Objective: This paper explores how national family policies moderate the association between flexible working arrangements and work-to-family conflict across countries.
Background: Although flexible working is provided to enhance work-family integration, studies show that it can in fact increase work-to-family conflict. However, certain policy contexts can help moderate this association by introducing contexts that enable workers to use of flexible working arrangements to better meet their family and other life demands.
Method: The paper uses the European Working Conditions Survey of 2015 including data from workers with caring responsibilities from across 30 European countries. It uses a multilevel cross-level interaction model to examine how family policies, such as childcare and parental leave policies, can explain the cross-national variation in the association between flexible working arrangements, that is flexitime, working-time autonomy, and teleworking, and work-to-family conflict.

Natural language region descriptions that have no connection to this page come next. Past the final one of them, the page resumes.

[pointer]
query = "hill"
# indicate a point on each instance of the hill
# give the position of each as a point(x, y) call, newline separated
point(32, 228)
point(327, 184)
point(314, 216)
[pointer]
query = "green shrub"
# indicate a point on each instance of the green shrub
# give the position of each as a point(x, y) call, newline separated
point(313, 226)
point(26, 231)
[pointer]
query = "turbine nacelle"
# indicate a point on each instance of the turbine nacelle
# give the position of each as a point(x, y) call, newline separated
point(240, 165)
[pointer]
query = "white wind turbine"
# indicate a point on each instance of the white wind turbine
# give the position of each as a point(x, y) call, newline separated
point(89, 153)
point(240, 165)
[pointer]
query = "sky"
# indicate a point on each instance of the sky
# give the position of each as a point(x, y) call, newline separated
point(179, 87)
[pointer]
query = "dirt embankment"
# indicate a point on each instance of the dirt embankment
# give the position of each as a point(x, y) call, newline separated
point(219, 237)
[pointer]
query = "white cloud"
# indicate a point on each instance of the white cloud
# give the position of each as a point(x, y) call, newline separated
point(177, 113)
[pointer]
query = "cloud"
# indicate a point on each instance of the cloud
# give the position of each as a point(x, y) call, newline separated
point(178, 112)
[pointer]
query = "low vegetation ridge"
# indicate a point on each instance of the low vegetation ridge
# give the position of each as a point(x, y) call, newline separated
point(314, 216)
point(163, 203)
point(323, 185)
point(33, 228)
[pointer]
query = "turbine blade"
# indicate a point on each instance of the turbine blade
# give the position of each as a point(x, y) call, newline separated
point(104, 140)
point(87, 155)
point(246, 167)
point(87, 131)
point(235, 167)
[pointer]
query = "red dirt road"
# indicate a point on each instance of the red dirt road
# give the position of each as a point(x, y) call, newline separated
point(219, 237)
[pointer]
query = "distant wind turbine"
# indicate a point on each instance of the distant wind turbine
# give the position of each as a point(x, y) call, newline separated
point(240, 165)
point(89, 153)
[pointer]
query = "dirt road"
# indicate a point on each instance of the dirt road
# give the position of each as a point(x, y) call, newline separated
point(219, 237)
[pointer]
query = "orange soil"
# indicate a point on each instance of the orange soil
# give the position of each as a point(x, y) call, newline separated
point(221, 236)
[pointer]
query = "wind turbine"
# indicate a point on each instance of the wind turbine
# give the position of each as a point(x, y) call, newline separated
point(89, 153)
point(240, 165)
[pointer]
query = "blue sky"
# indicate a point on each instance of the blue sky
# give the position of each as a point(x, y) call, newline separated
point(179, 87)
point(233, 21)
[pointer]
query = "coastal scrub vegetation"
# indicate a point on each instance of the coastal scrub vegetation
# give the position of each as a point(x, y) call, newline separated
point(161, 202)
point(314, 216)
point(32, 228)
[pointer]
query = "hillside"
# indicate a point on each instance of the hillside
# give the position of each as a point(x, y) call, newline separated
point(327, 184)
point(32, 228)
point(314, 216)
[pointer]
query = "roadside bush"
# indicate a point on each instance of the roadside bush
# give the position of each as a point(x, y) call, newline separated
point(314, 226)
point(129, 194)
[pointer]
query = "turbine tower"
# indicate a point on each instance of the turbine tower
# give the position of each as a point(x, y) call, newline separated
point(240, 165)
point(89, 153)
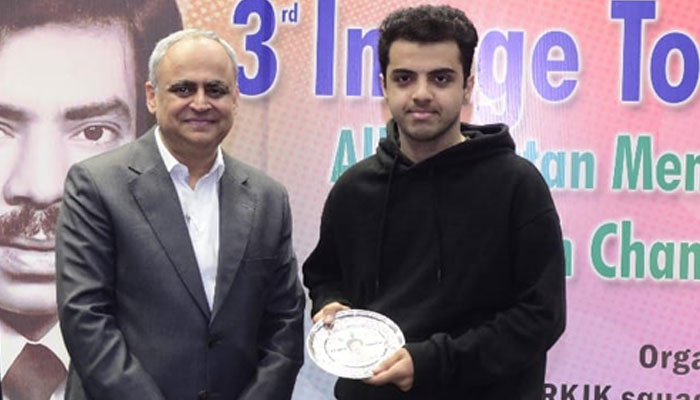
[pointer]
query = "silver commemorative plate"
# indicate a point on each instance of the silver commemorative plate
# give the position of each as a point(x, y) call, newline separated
point(357, 341)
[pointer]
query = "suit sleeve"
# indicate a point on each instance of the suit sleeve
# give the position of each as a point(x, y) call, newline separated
point(519, 336)
point(85, 292)
point(280, 343)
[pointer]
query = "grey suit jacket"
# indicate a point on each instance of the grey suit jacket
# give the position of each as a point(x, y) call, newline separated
point(131, 302)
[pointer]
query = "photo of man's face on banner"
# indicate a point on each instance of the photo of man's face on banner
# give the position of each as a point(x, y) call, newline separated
point(71, 86)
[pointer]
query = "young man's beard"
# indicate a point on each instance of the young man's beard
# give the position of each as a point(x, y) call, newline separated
point(26, 222)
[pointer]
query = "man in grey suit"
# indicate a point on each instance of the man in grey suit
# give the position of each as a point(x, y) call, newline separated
point(176, 277)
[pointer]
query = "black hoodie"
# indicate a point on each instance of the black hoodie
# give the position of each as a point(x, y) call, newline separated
point(462, 250)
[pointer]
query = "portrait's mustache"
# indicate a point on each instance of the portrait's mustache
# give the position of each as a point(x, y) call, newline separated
point(27, 222)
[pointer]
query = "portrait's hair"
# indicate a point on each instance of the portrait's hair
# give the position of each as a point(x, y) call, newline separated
point(429, 24)
point(166, 43)
point(146, 22)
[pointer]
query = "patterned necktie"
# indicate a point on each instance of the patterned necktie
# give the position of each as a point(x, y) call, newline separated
point(35, 374)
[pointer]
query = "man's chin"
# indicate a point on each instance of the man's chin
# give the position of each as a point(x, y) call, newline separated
point(35, 299)
point(27, 265)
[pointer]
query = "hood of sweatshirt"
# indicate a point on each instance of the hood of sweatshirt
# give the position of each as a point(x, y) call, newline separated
point(481, 142)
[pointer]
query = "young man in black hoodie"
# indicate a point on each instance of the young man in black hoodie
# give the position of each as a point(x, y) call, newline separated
point(445, 230)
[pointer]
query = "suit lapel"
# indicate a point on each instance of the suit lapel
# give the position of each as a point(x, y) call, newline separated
point(155, 193)
point(236, 209)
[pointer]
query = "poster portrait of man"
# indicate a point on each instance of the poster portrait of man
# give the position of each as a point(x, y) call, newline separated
point(71, 86)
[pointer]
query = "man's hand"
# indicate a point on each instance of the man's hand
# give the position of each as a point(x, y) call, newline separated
point(397, 369)
point(327, 313)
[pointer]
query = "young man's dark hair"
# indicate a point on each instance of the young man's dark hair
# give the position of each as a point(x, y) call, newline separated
point(429, 24)
point(147, 21)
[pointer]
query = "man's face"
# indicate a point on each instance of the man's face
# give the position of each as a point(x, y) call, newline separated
point(195, 100)
point(66, 93)
point(424, 89)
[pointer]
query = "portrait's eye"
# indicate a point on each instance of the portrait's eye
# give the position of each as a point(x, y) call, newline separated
point(97, 134)
point(402, 79)
point(442, 79)
point(5, 133)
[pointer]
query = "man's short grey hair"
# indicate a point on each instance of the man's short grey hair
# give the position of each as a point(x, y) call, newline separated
point(167, 42)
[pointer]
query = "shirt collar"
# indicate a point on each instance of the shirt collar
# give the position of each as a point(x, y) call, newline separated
point(12, 343)
point(173, 165)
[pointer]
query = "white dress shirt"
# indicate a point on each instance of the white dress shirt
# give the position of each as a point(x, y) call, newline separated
point(12, 343)
point(200, 207)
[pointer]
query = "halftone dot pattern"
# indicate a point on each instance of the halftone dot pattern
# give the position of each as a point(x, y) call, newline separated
point(293, 135)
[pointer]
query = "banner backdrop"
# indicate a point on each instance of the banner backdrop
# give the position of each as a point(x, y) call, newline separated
point(602, 99)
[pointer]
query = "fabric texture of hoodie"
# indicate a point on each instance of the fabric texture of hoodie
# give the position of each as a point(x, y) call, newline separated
point(462, 250)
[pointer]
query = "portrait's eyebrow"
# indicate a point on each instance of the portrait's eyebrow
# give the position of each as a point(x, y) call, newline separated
point(115, 106)
point(13, 114)
point(443, 71)
point(402, 71)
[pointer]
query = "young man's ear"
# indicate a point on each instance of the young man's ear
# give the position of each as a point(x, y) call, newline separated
point(468, 89)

Results: At the European average, flexible working was associated with higher levels of work-to-family conflict for workers, with working-time-autonomy being worse for men’s, and teleworking being worse for women’s conflict levels. In countries with generous childcare policies, flexitime was associated with lower levels of work-to-family conflict, especially for women. However, in countries with long mother’s leave, working-time-autonomy was associated with even higher levels of work-to-family conflict for men.
Conclusion: The results of this paper evidence how flexible working arrangements need to be introduced in a more holistic manner with possible reforms of wider range of family policies in order for flexible working to meet worker’s work-family integration demands.